Bootstrapping CAD Sequence Generation: Image-to-Sequence Experiments

Zero-to-CAD’s utility as synthetic supervision is validated through an image-to-sequence task: reconstructing editable CadQuery programs from multi-view rendered images. Qwen3-VL-2B-Instruct VLM is fully fine-tuned on the dataset, evaluated against GPT-5.2 and base Qwen3-VL-2B.

• On Zero-to-CAD test data, the fine-tuned Qwen3-VL-2B achieves 82.1% success rate, mean IoU 0.747, median IoU 0.847, with top decile near-perfect overlap—substantially outperforming proprietary GPT-5.2 models (≤72.2% success, mean IoU ≈0.49).
• On ABC OOD samples, Qwen3-VL-2B fine-tuned achieves 61.0% success, 0.377 mean IoU, outstripping GPT-5.2 in geometric fidelity, underscoring real-to-synthetic domain transferability.

  Figure 5: Overview of Image-to-Sequence task, mapping rendered CAD views to executable operation sequences.

  

  Figure 6: Qualitative reconstruction comparison on ABC samples—fine-tuned model achieves higher fidelity to ground truth than GPT-5.2 baseline.

Implications and Future Directions

Zero-to-CAD substantially lowers the barrier for training and evaluating CAD sequence models, enabling progress without dependence on proprietary timelines or real-world construction history datasets. It directly amplifies research in interpretable 3D generation, parametric shape editing, and conditional modeling (text, image, point cloud). Strong numerical results validate the premise that multimodal models can be bootstrapped using synthetic data, achieving reconstructive performance competitive with frontier LLMs and demonstrating meaningful generalization to human-designed geometries.

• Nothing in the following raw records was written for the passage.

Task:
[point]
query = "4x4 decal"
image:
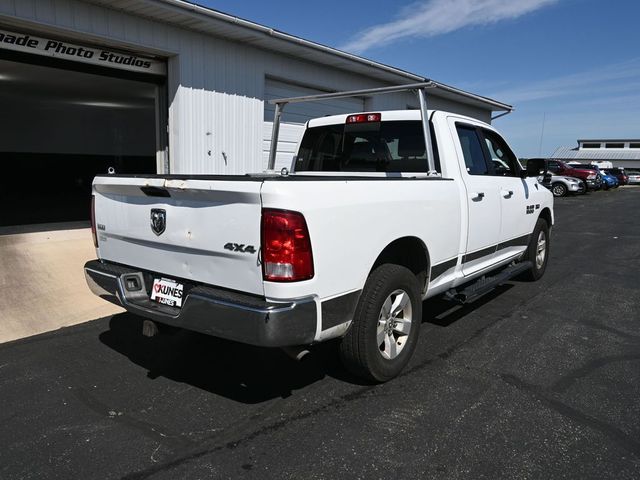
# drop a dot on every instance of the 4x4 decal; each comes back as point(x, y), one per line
point(240, 247)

From a theoretical perspective, the study underscores the efficacy of agentic search protocols as a scalable mechanism for extracting actionable priors from large pretrained models. Practical implications include the facilitation of downstream design automation tasks, parametric shape retrieval, and controllable CAD generation. However, broader challenges remain: synthetic data provenance, attribution, and the ultimate upper bound of synthetic-to-real transfer in high-fidelity engineering applications.

Conclusion

Zero-to-CAD (2604.24479) introduces a rigorously validated agentic synthesis pipeline for parametric CAD sequence generation at unprecedented scale, leveraging LLM priors without any real construction-history data. The resulting dataset and models advance the operational and theoretical landscape for CAD AI, bridging the gap between geometric scale and interpretability, and opening new research avenues for multi-modal conditional generation, editable program reconstruction, and latent design intent extraction.